The National Consultative Conference for Somalia and Persistent Political Injustices

President Deni will have an opportunity to put political marginalisation associated with the 4.5 system on the agenda at the national consultative conference to be held in Puntland State of Somalia.

Mogadishu  (PP Editorial)  — At his inauguration ceremony in Garowe last week, the President of Puntland State of Somalia Mr Said Abdullahi Deni shared his intention to host a national consultative conference for Somali political stakeholders. Given the threat to the sovereignty of Somalia posed by the maritime Memorandum of Understanding between Ethiopia and the secessionist administration of Somaliland, the controversial plan to change the political system in Somalia from prime ministerial to presidential and to effect opportunistic amendments to the draft federal constitution, the conference could provide a springboard for addressing political challenges that, if unaddressed, can tip Somalia into, the unenviable state collapse status.

It will be a lost opportunity if the consultative conference turns out to be an opportunity for elite bargain. This year marks the twentieth anniversary of the adoption of a federal system for Somalia. While the formation of federal members states is commendable, the burning political injustices remain an albatross around the Somali nation’s neck: the 4.5, unveiled and promoted in Djibouti nearly 24 years ago to disenfranchise certain Somali clans, now known as .050, whose political rights have been reduced to z-class citizenship under a system in which four clans (Hawiye, Darod, Digil-Mirifle and Dir boast pollical visibility and economic privileges, stands in the way an  effective, post-conflict state-building endeavours.
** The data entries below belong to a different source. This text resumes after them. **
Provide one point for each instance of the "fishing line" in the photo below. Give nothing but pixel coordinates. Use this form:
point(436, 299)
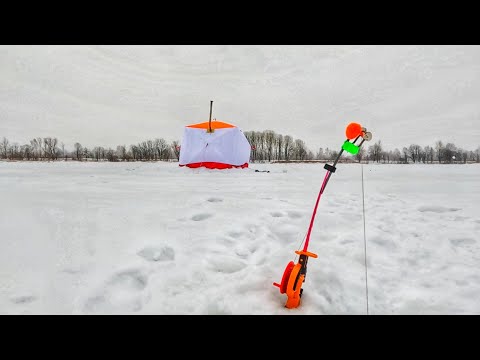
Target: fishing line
point(365, 242)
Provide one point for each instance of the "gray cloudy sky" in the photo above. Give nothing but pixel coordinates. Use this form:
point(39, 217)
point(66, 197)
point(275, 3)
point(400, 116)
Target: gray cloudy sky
point(121, 95)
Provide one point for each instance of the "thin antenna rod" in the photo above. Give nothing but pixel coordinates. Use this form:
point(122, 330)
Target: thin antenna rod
point(365, 241)
point(210, 118)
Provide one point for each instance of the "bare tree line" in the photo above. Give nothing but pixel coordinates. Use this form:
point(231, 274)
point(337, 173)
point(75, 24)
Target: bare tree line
point(49, 149)
point(267, 146)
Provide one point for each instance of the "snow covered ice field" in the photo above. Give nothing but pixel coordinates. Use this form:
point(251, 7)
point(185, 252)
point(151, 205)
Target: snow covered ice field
point(155, 238)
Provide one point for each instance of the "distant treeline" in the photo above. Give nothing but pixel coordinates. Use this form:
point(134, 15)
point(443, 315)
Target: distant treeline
point(267, 146)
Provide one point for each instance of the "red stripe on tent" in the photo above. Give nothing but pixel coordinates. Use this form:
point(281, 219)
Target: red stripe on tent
point(215, 165)
point(214, 125)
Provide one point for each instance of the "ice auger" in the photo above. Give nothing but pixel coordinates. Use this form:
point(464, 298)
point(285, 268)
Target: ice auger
point(294, 274)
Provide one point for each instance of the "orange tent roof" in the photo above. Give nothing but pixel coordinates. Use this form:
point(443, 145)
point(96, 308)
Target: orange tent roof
point(214, 125)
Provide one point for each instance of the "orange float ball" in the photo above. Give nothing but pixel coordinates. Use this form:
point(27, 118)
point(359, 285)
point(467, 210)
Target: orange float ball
point(353, 130)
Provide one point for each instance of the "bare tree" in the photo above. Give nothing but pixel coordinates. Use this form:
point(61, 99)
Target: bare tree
point(4, 147)
point(78, 151)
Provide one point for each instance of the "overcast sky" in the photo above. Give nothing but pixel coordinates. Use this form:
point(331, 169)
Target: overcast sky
point(121, 95)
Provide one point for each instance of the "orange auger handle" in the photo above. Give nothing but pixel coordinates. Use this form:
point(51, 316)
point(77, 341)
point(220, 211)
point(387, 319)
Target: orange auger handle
point(293, 279)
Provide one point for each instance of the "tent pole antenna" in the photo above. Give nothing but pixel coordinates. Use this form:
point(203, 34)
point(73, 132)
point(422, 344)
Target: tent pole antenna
point(210, 119)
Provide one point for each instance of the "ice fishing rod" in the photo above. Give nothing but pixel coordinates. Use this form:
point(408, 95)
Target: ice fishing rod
point(294, 274)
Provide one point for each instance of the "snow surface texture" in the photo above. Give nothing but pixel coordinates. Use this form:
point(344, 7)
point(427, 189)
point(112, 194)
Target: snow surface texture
point(156, 238)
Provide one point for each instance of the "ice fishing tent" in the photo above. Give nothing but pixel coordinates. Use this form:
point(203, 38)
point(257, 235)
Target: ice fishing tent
point(214, 145)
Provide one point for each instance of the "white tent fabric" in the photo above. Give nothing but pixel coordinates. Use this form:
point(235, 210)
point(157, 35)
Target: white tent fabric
point(225, 147)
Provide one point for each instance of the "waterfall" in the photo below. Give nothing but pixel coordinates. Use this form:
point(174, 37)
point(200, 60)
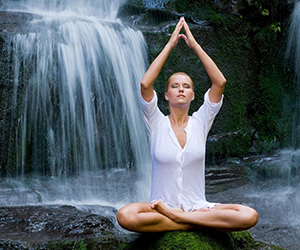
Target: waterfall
point(75, 119)
point(293, 56)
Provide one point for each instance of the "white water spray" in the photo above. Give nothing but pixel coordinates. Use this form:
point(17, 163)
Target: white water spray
point(76, 114)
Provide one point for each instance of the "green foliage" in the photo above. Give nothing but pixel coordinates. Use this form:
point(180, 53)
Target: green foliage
point(204, 239)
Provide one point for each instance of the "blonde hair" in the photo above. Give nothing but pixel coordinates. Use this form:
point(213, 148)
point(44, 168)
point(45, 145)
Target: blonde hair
point(178, 73)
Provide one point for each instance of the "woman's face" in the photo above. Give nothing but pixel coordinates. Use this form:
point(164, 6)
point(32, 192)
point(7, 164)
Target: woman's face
point(180, 90)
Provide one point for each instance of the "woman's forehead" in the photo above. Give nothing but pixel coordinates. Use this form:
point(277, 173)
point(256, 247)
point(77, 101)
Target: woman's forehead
point(180, 78)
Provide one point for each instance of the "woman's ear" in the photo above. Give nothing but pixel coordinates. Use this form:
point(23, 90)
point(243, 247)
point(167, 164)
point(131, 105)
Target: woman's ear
point(166, 96)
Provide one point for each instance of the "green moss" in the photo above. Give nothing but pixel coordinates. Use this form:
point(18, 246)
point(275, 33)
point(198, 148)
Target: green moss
point(205, 239)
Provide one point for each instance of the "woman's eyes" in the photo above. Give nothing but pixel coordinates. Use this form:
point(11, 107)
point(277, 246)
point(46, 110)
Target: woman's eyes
point(187, 86)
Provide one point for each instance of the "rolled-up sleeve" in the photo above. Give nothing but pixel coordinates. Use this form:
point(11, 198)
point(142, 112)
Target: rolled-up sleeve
point(151, 112)
point(208, 111)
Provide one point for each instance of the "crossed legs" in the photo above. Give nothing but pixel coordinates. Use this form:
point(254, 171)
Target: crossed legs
point(158, 217)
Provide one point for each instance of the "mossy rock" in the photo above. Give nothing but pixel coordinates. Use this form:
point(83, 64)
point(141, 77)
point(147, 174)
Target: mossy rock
point(204, 239)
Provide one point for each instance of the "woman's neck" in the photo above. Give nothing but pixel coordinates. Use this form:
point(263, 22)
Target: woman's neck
point(178, 116)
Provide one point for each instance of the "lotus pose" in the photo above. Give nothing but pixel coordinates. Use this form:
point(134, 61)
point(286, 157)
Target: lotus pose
point(178, 152)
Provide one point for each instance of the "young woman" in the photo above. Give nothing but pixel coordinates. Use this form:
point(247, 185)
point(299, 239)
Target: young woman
point(178, 151)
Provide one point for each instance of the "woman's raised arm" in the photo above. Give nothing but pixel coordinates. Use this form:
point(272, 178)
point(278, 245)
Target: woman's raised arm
point(156, 66)
point(215, 75)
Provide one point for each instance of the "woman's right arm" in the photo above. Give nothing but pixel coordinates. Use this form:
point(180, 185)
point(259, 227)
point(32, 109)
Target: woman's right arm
point(156, 66)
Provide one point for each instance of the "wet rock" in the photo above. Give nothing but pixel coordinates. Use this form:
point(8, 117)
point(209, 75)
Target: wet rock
point(48, 223)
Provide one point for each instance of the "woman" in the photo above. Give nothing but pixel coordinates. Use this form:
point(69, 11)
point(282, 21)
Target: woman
point(178, 152)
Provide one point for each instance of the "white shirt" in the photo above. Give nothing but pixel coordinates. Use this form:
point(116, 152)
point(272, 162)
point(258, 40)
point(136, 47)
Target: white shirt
point(178, 177)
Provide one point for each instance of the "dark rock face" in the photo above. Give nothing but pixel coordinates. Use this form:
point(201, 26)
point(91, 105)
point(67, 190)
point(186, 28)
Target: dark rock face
point(39, 224)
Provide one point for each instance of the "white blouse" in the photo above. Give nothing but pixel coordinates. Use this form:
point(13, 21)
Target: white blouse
point(178, 177)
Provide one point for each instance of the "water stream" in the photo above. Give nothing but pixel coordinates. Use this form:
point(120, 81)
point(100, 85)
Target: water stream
point(75, 116)
point(76, 131)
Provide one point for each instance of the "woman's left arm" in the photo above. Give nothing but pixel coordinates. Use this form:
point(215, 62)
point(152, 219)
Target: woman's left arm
point(215, 75)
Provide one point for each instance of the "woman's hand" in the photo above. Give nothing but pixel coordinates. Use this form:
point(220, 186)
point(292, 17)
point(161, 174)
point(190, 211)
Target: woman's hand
point(188, 37)
point(176, 34)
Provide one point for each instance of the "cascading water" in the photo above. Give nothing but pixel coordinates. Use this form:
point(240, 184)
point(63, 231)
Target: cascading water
point(293, 56)
point(75, 115)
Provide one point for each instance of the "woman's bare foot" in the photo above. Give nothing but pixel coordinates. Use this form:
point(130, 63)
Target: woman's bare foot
point(203, 209)
point(163, 209)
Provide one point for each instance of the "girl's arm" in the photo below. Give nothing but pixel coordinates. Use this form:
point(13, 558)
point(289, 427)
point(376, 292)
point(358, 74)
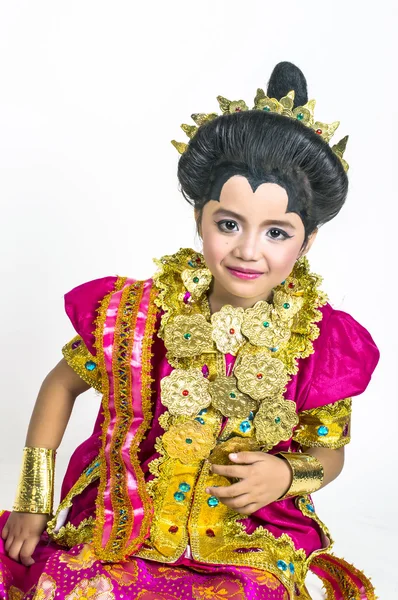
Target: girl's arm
point(47, 425)
point(332, 462)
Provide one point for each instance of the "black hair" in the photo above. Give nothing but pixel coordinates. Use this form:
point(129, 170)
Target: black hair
point(267, 147)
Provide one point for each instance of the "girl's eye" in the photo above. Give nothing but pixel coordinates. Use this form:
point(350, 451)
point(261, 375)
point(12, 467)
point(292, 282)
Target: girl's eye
point(227, 226)
point(278, 234)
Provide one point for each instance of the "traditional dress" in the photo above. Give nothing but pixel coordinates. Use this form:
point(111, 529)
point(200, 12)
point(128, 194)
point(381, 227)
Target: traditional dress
point(180, 390)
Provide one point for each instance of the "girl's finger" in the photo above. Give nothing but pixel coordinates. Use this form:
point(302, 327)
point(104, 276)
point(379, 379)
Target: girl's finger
point(27, 549)
point(15, 548)
point(8, 542)
point(238, 502)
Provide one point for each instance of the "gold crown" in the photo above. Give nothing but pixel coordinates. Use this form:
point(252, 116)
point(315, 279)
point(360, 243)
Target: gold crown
point(284, 106)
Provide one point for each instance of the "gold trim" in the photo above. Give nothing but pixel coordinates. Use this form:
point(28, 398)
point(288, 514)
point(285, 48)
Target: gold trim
point(69, 535)
point(35, 492)
point(327, 426)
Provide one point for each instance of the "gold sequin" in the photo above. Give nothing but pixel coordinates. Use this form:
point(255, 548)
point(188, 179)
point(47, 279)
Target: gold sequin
point(274, 421)
point(230, 401)
point(227, 334)
point(188, 336)
point(190, 442)
point(260, 376)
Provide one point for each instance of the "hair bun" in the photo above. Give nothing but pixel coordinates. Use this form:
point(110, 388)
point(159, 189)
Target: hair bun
point(284, 78)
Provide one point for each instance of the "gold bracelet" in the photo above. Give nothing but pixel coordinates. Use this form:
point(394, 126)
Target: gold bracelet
point(307, 473)
point(35, 492)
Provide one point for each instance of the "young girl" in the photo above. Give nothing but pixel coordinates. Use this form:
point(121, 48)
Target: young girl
point(227, 381)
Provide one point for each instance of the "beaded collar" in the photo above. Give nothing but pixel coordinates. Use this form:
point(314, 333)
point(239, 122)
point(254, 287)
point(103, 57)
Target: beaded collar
point(267, 341)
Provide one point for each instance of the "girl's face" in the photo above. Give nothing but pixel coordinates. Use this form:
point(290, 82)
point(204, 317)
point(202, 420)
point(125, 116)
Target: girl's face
point(250, 243)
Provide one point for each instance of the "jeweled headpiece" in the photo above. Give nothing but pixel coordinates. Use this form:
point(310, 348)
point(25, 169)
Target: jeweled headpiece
point(284, 106)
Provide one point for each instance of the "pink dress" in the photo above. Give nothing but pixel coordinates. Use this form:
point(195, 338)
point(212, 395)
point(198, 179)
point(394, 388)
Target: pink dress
point(78, 558)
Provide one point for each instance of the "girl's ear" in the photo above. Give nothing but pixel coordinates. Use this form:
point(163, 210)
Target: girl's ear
point(198, 219)
point(310, 241)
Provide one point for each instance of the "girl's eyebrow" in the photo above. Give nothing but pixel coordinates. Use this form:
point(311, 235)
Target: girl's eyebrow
point(231, 213)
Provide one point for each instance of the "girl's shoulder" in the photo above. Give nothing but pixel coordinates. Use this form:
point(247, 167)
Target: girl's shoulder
point(344, 359)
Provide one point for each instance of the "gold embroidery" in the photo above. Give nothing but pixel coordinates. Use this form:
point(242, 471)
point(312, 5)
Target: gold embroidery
point(326, 426)
point(274, 421)
point(185, 392)
point(146, 394)
point(82, 362)
point(263, 327)
point(190, 442)
point(230, 401)
point(260, 376)
point(217, 537)
point(188, 336)
point(68, 535)
point(227, 323)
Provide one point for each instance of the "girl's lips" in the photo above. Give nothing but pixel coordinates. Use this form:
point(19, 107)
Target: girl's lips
point(244, 274)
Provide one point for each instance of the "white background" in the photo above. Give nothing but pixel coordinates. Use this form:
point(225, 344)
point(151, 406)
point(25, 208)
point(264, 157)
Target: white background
point(91, 93)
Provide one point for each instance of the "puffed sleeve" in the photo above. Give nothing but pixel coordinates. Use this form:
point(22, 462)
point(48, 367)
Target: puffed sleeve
point(345, 358)
point(81, 305)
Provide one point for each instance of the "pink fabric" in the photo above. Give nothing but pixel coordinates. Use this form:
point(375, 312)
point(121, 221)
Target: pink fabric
point(138, 415)
point(108, 343)
point(74, 574)
point(341, 366)
point(81, 304)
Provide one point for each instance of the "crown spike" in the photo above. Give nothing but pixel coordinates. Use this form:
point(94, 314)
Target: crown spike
point(284, 106)
point(180, 146)
point(190, 130)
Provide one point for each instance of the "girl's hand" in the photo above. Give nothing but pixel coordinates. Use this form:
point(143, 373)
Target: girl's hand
point(21, 535)
point(263, 479)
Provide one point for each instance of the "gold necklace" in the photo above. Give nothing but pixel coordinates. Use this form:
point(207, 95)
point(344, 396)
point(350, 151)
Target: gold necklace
point(266, 340)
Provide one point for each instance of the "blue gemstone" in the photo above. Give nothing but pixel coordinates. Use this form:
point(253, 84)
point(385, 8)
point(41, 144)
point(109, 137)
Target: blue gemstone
point(245, 426)
point(90, 365)
point(179, 496)
point(213, 501)
point(323, 430)
point(184, 487)
point(281, 565)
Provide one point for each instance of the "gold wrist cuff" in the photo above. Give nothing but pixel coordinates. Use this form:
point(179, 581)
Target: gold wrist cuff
point(35, 490)
point(307, 473)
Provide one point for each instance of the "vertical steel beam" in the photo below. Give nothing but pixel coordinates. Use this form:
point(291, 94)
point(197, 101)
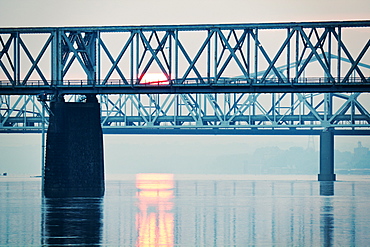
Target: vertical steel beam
point(256, 44)
point(56, 59)
point(176, 55)
point(288, 56)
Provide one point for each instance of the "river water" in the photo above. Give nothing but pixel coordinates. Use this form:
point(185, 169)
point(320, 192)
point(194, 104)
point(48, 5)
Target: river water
point(191, 210)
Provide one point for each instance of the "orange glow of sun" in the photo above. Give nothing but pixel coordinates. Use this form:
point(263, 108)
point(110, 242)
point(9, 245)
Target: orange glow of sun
point(155, 79)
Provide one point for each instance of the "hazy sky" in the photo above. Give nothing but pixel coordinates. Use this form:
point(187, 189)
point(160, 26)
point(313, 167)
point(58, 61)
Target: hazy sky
point(21, 153)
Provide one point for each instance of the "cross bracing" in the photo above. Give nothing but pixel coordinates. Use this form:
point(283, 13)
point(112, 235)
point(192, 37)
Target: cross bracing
point(224, 58)
point(241, 78)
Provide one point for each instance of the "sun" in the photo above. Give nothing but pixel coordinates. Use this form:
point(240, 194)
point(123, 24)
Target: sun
point(155, 79)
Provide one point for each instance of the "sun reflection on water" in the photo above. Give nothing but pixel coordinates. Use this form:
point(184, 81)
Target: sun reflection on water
point(155, 220)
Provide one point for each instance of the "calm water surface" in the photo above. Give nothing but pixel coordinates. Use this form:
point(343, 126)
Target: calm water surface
point(193, 210)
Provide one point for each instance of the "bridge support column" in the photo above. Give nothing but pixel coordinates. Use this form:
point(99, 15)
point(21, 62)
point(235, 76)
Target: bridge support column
point(74, 150)
point(326, 156)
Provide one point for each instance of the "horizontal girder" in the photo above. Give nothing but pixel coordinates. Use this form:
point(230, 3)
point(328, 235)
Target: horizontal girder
point(201, 113)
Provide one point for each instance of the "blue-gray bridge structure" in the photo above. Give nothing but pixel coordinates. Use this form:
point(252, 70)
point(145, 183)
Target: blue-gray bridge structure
point(264, 79)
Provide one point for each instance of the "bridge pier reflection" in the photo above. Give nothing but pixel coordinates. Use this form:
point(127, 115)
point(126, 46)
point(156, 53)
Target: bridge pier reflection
point(71, 221)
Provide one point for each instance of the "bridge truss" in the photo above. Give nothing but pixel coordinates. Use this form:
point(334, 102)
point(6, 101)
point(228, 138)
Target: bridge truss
point(290, 78)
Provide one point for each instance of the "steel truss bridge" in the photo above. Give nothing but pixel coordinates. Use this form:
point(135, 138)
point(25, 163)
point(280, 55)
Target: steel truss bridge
point(271, 78)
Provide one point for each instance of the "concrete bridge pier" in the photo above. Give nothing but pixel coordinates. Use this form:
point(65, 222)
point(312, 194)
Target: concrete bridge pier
point(74, 150)
point(327, 156)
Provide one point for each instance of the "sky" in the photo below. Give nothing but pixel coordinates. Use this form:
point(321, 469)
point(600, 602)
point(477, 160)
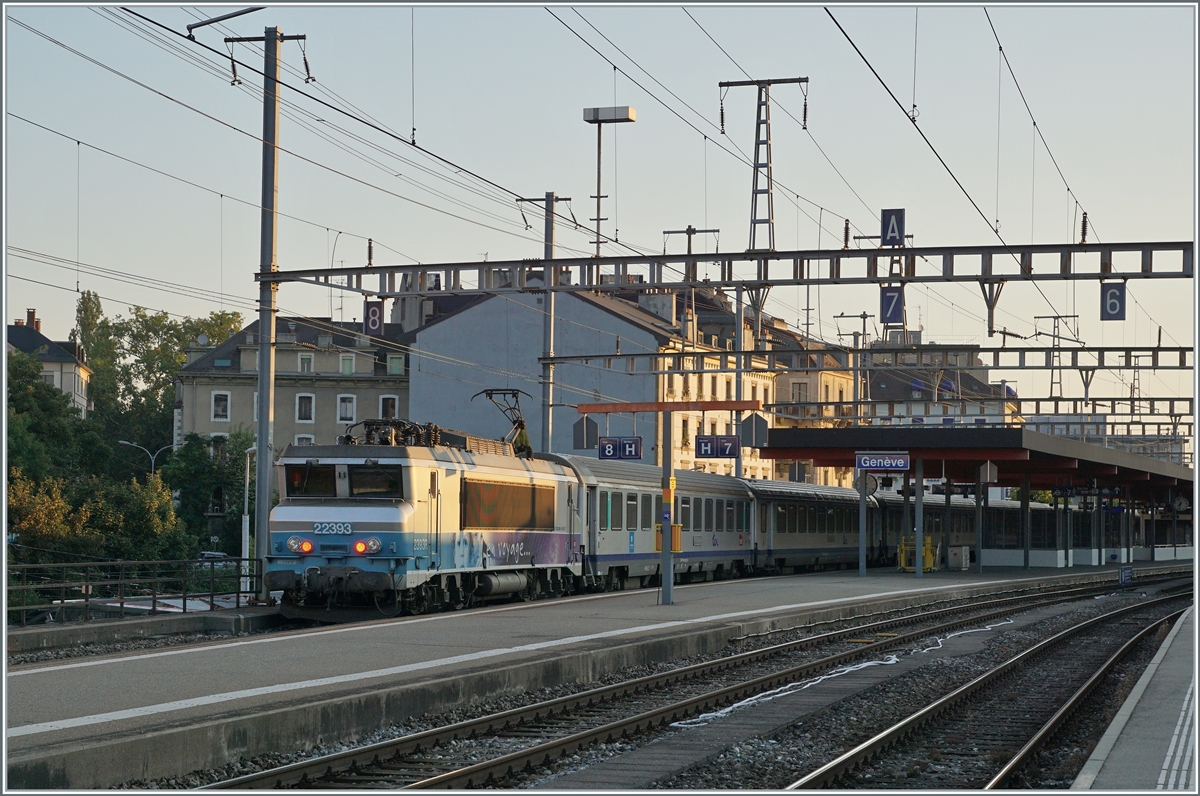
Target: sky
point(132, 165)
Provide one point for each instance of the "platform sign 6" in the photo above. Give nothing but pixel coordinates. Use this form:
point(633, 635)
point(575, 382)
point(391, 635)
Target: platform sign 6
point(372, 318)
point(621, 448)
point(1113, 300)
point(892, 305)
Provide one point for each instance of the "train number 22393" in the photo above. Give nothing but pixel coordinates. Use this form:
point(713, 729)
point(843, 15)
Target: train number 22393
point(333, 527)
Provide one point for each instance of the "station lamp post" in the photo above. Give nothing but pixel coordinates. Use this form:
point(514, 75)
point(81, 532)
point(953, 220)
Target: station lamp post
point(154, 456)
point(601, 117)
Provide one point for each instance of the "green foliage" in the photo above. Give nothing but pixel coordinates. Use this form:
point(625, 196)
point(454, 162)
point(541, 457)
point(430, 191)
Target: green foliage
point(69, 492)
point(46, 434)
point(210, 483)
point(136, 521)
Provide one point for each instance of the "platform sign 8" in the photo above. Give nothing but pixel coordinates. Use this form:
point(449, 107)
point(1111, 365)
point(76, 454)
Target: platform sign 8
point(372, 318)
point(610, 448)
point(892, 305)
point(1113, 300)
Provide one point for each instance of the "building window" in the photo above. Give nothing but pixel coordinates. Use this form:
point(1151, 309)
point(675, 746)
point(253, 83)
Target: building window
point(346, 408)
point(220, 407)
point(305, 407)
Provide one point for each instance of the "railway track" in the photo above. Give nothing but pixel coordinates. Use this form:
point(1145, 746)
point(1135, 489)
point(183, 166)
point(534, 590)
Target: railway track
point(983, 732)
point(484, 750)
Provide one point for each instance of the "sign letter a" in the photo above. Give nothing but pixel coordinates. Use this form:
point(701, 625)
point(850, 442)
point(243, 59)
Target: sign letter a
point(893, 232)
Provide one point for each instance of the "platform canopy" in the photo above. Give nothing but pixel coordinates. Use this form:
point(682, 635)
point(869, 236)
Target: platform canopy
point(1049, 461)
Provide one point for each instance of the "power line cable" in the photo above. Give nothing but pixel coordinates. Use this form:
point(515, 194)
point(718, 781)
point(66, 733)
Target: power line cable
point(364, 121)
point(1030, 111)
point(933, 149)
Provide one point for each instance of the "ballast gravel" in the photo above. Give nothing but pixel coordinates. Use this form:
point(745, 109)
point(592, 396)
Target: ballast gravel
point(948, 674)
point(813, 741)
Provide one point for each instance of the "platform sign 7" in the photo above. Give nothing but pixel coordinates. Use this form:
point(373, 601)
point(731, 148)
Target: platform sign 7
point(892, 305)
point(1113, 300)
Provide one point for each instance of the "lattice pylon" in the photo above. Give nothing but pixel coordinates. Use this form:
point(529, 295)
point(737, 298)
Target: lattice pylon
point(762, 173)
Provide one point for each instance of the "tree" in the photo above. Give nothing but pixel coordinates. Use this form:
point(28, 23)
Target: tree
point(209, 480)
point(46, 434)
point(45, 521)
point(135, 360)
point(133, 521)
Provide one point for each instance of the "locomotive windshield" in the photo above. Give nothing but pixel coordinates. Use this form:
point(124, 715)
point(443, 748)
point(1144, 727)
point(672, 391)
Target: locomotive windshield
point(311, 480)
point(376, 480)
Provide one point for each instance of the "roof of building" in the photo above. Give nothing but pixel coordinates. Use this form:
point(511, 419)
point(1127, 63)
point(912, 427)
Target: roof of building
point(307, 333)
point(29, 340)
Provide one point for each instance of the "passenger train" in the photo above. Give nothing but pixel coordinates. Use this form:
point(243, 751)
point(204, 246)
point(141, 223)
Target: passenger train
point(408, 518)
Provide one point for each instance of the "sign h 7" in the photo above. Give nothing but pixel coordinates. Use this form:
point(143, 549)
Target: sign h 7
point(882, 461)
point(718, 446)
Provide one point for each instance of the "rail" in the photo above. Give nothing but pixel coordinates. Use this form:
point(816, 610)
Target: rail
point(71, 592)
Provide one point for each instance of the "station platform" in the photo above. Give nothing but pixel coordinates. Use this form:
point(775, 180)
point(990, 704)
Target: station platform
point(99, 722)
point(1151, 743)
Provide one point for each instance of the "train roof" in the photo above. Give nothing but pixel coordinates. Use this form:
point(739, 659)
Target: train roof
point(600, 471)
point(798, 490)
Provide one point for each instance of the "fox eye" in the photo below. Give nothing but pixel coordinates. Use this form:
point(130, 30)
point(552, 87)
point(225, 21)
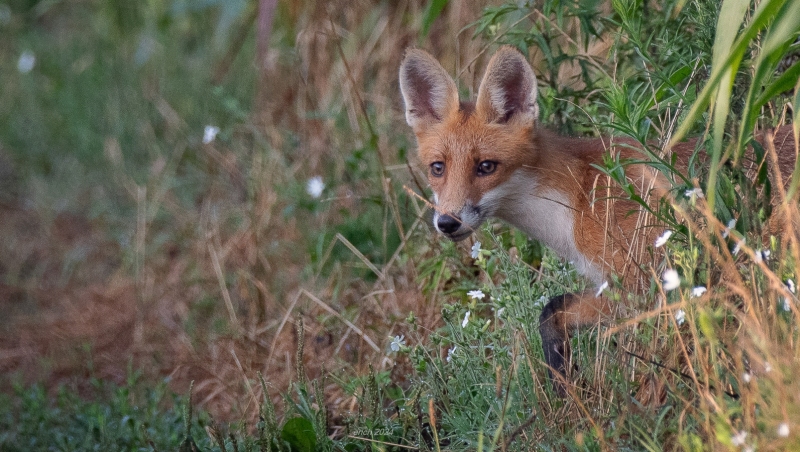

Under the 4.5 system the 0.50 Somali clans also known as Others lack the proper economic and political rights. In Mogadishu, Lower Shabelle, Middle Shabelle, Lower Jubba the Banadiris bear the brunt of political marganislation that the 4.5 institutionalised, to mention just example of institutionalised political marginalisation.

The 4.5 was conceived to cement the ill-gotten properties and illegally occupied territories throughout Somalia. What we have in Somalia today is a tendency to conflate post-conflict governance with maintaining pre-state-building conquests.  In 2012, when President Hassan Sheikh Mohamud was elected, the United Nations called for transitional justice processes. Where President Hassan on this approach to addressing the impact of the civil war is not clear given his restricted doctoral dissertation that gives hints about his flawed worldview about the Somali conflict – a conflict amongst clans, not politicians. President Mohamud has not so far shown that he is committed to speaking for the politically and economically marginalised Somali citizens.

Puntland has an obligation to correct the course the federal system has taken, which now is as anti-citizenship and warlord-empowering as the post-1991 politically destructive, fiefdom-based anomie. President Deni should remind all political stakeholders that the four self-styled major clans have trampled the political rights of their fellow Somali citizens under foot. “Injustice anywhere is a threat to justice everywhere” wrote Martin Luther King, Jr.